= The Journey (Palladium) =

Tabletop role-playing game supplement

The Journey is a 1982 role-playing game supplement for The Mechanoid Invasion published by Palladium Books.

==Contents==
The Journey is a supplement which features new equipment, vehicles, powers, weapons, and creatures, intended for use by the human colonists on the planet Gideon as well as the invading Mechanoids.

==Reception==
William A. Barton reviewed The Journey in The Space Gamer No. 59. Barton commented that "In short, just too many ideas and too many improbabilities are crammed into The Journey for it to really stand as a viable extension of its far-superior predecessor.

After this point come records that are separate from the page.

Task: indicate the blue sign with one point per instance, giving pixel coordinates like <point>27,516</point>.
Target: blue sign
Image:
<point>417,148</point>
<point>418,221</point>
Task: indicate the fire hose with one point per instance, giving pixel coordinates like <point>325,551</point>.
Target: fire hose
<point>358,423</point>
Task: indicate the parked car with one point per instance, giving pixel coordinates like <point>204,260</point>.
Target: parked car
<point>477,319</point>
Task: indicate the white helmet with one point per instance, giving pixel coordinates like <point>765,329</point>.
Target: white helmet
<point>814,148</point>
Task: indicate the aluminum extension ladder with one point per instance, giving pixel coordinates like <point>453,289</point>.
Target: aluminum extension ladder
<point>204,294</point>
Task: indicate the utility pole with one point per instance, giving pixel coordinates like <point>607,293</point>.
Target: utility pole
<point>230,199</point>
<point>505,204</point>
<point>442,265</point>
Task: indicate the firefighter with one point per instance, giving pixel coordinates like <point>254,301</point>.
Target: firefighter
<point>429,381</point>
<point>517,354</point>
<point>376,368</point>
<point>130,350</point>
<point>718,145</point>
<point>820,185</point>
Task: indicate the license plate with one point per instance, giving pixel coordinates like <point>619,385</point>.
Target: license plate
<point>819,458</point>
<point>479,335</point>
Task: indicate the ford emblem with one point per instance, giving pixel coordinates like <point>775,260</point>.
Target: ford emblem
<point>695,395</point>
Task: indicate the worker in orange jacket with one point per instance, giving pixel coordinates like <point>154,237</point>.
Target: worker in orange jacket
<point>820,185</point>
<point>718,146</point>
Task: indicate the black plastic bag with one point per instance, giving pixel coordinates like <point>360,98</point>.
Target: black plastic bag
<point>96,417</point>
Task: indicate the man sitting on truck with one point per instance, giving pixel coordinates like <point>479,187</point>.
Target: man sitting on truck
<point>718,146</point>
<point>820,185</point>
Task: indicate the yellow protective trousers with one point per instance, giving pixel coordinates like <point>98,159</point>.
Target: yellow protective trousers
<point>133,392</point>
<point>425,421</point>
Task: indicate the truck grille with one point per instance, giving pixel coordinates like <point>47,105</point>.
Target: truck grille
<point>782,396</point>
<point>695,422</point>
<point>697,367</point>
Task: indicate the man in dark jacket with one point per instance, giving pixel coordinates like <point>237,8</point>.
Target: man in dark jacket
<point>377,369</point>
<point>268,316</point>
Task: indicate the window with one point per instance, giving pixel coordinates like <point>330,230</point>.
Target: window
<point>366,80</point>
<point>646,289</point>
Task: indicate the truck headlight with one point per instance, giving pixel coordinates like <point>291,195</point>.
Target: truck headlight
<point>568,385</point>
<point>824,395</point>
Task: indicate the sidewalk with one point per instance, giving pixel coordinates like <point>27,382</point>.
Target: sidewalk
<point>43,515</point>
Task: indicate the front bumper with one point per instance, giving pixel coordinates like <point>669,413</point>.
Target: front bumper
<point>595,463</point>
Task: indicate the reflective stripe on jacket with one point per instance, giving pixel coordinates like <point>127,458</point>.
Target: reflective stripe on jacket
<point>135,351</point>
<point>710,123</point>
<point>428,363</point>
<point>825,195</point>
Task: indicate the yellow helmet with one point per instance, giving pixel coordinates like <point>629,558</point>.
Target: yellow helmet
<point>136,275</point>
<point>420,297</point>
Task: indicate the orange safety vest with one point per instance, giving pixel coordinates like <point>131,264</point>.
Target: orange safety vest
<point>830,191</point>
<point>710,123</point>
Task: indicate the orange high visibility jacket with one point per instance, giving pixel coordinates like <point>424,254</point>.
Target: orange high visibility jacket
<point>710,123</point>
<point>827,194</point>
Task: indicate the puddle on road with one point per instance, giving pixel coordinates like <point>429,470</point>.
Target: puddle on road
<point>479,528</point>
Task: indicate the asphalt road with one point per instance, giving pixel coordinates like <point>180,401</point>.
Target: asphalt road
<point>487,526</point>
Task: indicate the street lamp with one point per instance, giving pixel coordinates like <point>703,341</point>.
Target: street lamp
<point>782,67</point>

Still if you did enjoy The Mechanoid Invasion and wish to add some of the new equipment, etc., to your continuing struggle on Gideon – or if a science fantasy quest through the pipelines of the mother ship actually appeals to you – then you might find The Journey worth your time to look into in spite of it all."

Ken Rolston reviewed The Journey for Different Worlds magazine and stated that "The final disappointment comes with the section on magic. The first page is illustrated by a guy with a staff, cape, and a headdress adorned with goat horns. I was not particularly happy with the psionics system; I am no fan of arbitrary and extensive spell lists, particularly in a science-fiction game, but there is ample precedent in the literature for psionic powers, though seldom in such profusion and lack of coherence. However, the bald introduction of D&D-style magic struck me as a final abdication from science-fictional credibility."